While this sounds vaguely similar to how a corporate entity structure works, LLCs don’t have limitations on ownership, easier administrative requirements, and a simplified tax approach. The brief overview below covers what steps are involved in forming this business type, along with other elements to consider before choosing it for your own endeavours.

Navigating State Rules and Regulations Regarding LLCs

Every state has its own laws governing small businesses and their entity structures. For example, Kentucky requires an operating agreement to be filed with your LLC registration, but Louisiana does not.

This difference is apparent regarding annual reporting requirements, fees, and how Articles of Organization are registered. In addition, some states, such as New York, require you to publish a notice that runs for six weeks letting the public know about your new business.

Things get further complicated if you plan to form your business in a state other than where you reside or want to have multiple companies in different states. This typically requires you to file as a foreign entity and has additional registration requirements that must be followed.

Verify Your Business Name is Available

Don’t start printing business cards, registering domains, or creating anything with your company name on it until you confirm it’s available to use. States require you to have a unique name that another business hasn’t taken. A simple name search through your Secretary of State can help you determine availability. This is a crucial step to ensure you don’t infringe on someone else’s intellectual property or trademark.

Submit Your Articles of Organization

While paperwork can vary state-to-state, every one of them requires you to submit an Articles of Organization (also referred to as a certificate of such). If you are doing your LLC registration on your own, this is a document that will include the following information:

Name of your company Address

LLC member names and addresses

Your registered agent’s name and address

Filing this paperwork must be signed and submitted by your LLC members, and a fee paid to complete your registration to do business in your state.

Choose a Registered Agent

Except for New York, LLCs must have a registered agent in every other U.S. state. Depending on where your business is based, this individual may also be referred to as:

A statutory agent
A resident agent
An agent for service of process

This agent will serve as a third-party contact between your business and the state you are registered. Typically, their duties include accepting documentation sent by the state, will process these documents, and ensuring your compliance with local law.

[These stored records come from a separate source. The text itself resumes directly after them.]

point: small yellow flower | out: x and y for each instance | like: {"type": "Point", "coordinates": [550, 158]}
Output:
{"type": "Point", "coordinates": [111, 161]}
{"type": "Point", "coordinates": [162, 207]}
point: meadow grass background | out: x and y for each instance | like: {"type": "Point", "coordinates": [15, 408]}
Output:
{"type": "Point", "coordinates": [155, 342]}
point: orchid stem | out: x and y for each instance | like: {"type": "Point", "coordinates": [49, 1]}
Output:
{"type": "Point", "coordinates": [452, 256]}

If you want to save on cost and act as your own agent, this is perfectly legal. However, there are specific requirements you must fulfil to do so, including:

Being available during regular business hours Be a resident of the state your business is registered
Have a physical address to receive mail (PO boxes are not permitted)Be willing to accept paperwork that may be confidential in a public forum
Depending on which state your business is located, there could be other rules you must comply with to fulfil this role. Several agencies provide this service for $100 -$150 annually. It may be worth just letting a third-party handle this aspect of your LLC for such a relatively affordable cost.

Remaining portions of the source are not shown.